To derive the optimal cut-offs at the select time point, sensitivity analyses were also conducted to assess a range of cut-offs from 30% tumor reduction (− 30%) to 20% tumor increase (+ 20%) using validation datasets. The performance of different cutoffs was further evaluated via sensitivity, Positive Predictive Value (PPV), as well as specificity and Negative Predictive Value (NPV) [31, 32]. Here PPV is the probability of surviving additional time if ETSC is greater than certain cut-offs and it is an indication of sufficient anti-tumor activity that should translate into an overall survival benefit.
The associations between each metric and survival were assessed through estimated HRs.

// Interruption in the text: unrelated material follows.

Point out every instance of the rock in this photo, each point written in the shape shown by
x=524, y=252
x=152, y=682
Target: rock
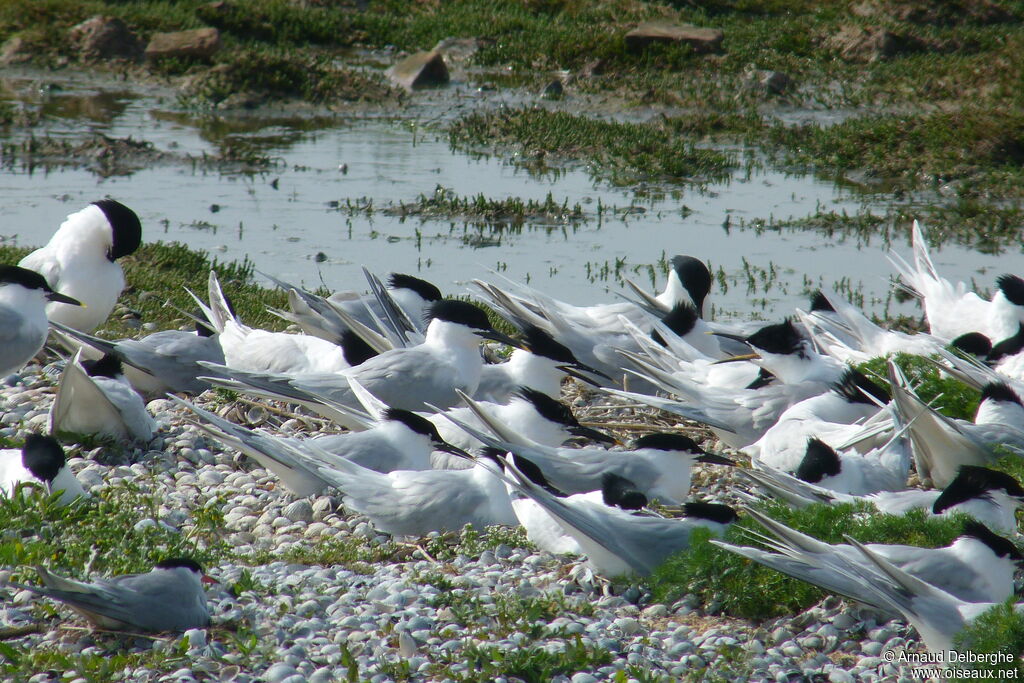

Akaike information criteria (AIC) was used to measure and compare relative model fits . AIC deals with the trade-off between the goodness of fit of the model and the simplicity of the model. As a measure of relative quality of statistical models for a given set of data, the smaller the AIC value the better the model-fitting.

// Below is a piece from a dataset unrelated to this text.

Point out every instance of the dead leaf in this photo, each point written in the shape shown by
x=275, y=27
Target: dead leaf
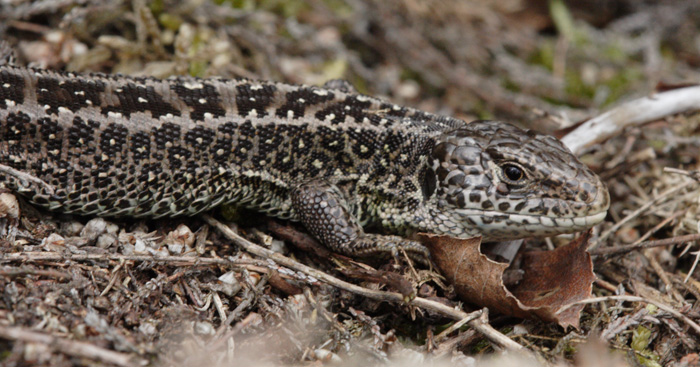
x=551, y=279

To determine how well a model/metric discriminates among patients with different outcomes, the c-index [34,35,36] was used to compare the relative predictive performance of each model/metric. The c-index in the context of survival considers all pairs of individuals. A pair is considered evaluable if one can determine which individual in the pair dies first. The index is the fraction of all evaluable pairs that are concordant. If the “predicted” survival time (probability) is larger for the patient who (actually) lived longer, the predictions for that pair are said to be concordant with the actual outcomes. The c-index ranges from 0.5 to 1.0 where 0.5 indicates no association and 1 indicates perfect association.

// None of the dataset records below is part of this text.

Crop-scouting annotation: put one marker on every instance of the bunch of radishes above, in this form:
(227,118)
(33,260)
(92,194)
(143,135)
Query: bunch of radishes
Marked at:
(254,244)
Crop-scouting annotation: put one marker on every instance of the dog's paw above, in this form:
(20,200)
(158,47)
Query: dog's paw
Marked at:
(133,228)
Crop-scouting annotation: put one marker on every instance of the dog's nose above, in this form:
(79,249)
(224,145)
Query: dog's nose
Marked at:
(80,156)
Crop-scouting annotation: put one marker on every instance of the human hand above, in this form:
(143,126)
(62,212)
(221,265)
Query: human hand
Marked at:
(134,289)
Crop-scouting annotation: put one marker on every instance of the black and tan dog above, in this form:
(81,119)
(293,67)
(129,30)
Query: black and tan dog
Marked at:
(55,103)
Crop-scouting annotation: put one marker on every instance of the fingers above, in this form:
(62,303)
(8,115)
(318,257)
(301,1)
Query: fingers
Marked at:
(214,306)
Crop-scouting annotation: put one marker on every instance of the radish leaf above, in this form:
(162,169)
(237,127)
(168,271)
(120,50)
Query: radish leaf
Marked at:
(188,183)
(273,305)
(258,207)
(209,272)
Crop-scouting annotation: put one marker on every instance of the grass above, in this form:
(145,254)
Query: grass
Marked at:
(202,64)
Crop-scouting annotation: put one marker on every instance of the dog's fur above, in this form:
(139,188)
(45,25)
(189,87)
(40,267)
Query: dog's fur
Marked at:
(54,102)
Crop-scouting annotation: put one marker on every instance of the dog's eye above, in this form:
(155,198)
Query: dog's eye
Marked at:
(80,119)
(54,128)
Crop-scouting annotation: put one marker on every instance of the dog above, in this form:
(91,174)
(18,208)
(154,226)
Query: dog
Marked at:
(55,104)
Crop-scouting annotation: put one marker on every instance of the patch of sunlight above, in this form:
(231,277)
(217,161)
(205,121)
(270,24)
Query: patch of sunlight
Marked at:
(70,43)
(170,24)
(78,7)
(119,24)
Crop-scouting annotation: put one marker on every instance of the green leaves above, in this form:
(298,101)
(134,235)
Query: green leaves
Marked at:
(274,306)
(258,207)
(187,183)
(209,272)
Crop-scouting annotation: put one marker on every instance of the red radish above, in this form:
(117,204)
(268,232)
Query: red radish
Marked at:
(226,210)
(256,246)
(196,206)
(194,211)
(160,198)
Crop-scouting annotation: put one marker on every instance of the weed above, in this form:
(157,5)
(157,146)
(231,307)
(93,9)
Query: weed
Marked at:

Variation of tumor size changes
Table 1 and Table 2 summarize ETSC at Week 12 and best tumor size changes during the study. Best tumor size changes were greater than Week 12 tumor size changes. Tumor size changes in early line patients were greater than those in later line patients. The variation (standard deviations column in Table 1 and Table 2) of tumor size changes in early lines appeared to be smaller than those in later lines.
RECIST-based response metric
Best response rates were greater than early response rates and response rates in early line patients were greater than those in later line patients (Additional file 1: Table S1 and Additional file 2: Table S2 in the Supplement). For example, for 1L patients receiving pembrolizumab from KEYNOTE-006, the early response rate (PR/CR) at Week 12 was 36% while the best response rate was 45% (third column in Additional file 1: Table S1). Along the same line of patients, the early SD rate at Week 12 was 26% while the best SD rate was 19% (third column in Additional file 1: Table S1); among those patients with early SD, 30% converted to PR later on. The PD rate at early time point (Week 12) appeared similar to that based on best trichotomized response status during the whole study period.
Comparison of different metrics at different time points
After adjusting for baseline tumor sizes, the continuous tumor size change metric and RECIST-based trichotomized response metric at different landmark time points were found to be statistically significantly associated with OS (lower bound of HR 95% CI greater than 1) (third and seventh columns in Additional file 4: Table S4 and Table S4). For example, for 1L patients receiving pembrolizumab from KEYNOTE-006, after adjusting for baseline tumor size, the HR (95%CI) of death for 10% tumor size increase at Week 12 was 1.16 (1.11, 1.20); the HR of death for patients who had PD over PR/CR at Week 12 was 8.41 (5.18, 13.64). The HRs at different landmark time points were greater than 1 with similar values for both tumor size change metric and RECIST-based metric. It is worth noting that analyses adjusting for additional prognostic factors (e.g., ECOG, LDH) were also explored and the results were very similar.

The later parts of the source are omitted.